5. Threshold Dependence

The detection threshold ε determines when wavefront arrival is registered:

  • ε=0.10 → ceff ≈ 63
  • ε=0.20 → ceff ≈ 31 (stable regime)
  • ε ≥ 0.20 → consistent propagation speeds
c_eff vs epsilon curve
Figure 4. Effective speed decreases with stricter thresholds.

6. Choren Term (λC)

Introducing λC modifies both coherence and propagation:

  • Rend (phase alignment) increases with λC
  • ceff rises slightly (≈9.14 → 9.24 distance/time)

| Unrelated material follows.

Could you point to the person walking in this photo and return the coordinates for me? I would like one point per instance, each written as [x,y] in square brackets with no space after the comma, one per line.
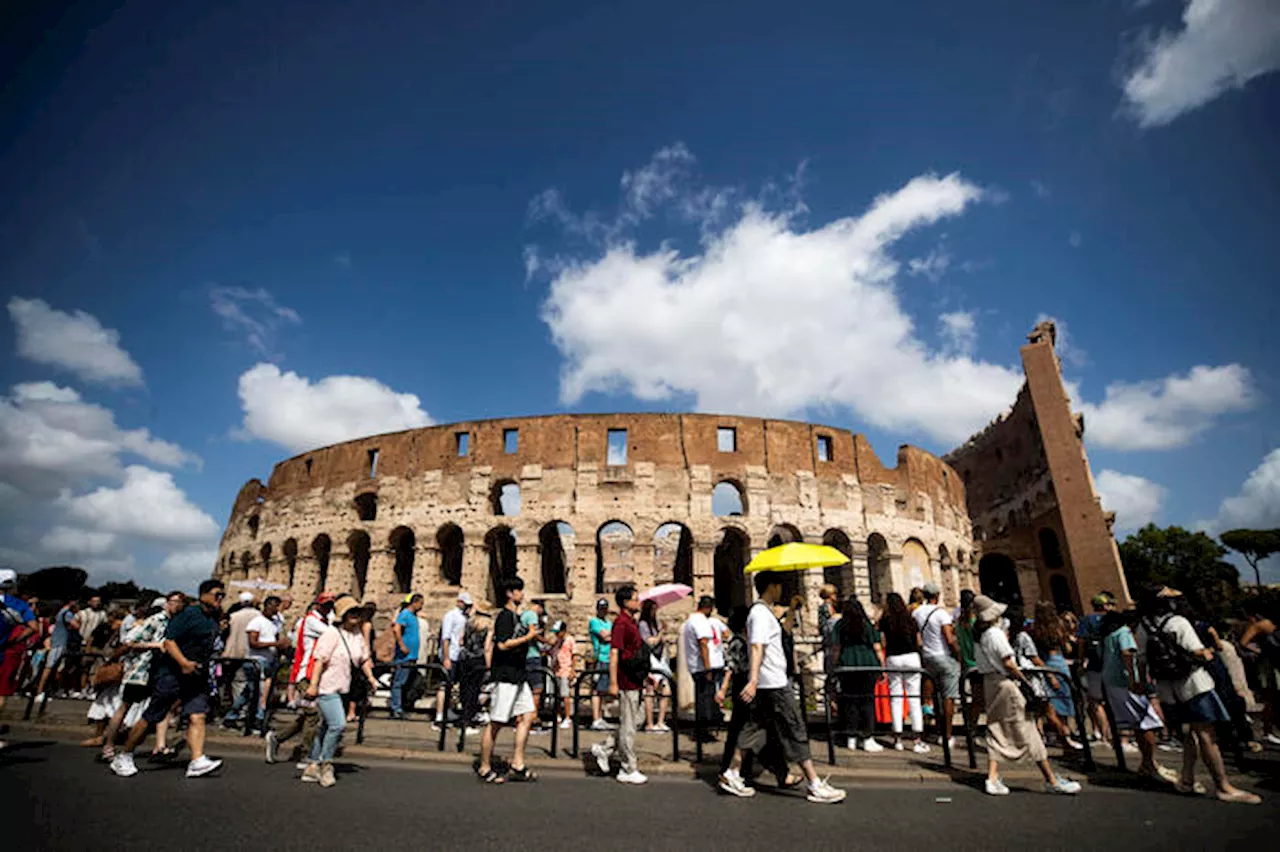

Interpretation: λC acts as a coherence stiffener, enhancing alignment without significantly altering speed in the tested regime (0–0.20).

c_eff vs lambda_C curve
Figure 5. Propagation speed as a function of λC.

7. Discussion

Our results unify three pillars: (1) Neighborhood Principle (k≈12), (2) Finite-speed phase waves as emergent light, (3) Choren Term linking dynamics to consciousness. Together, they suggest spacetime is best understood as a discrete-relational network, where geometry, light, and consciousness co-emerge.

8. Conclusion

The Essence Network offers a testable, philosophical-physical synthesis. By combining discrete topology with spinor dynamics, we recover relativistic-like light propagation and explore new couplings to consciousness. This work opens pathways from cosmology to neuroscience, offering a unified view of motion.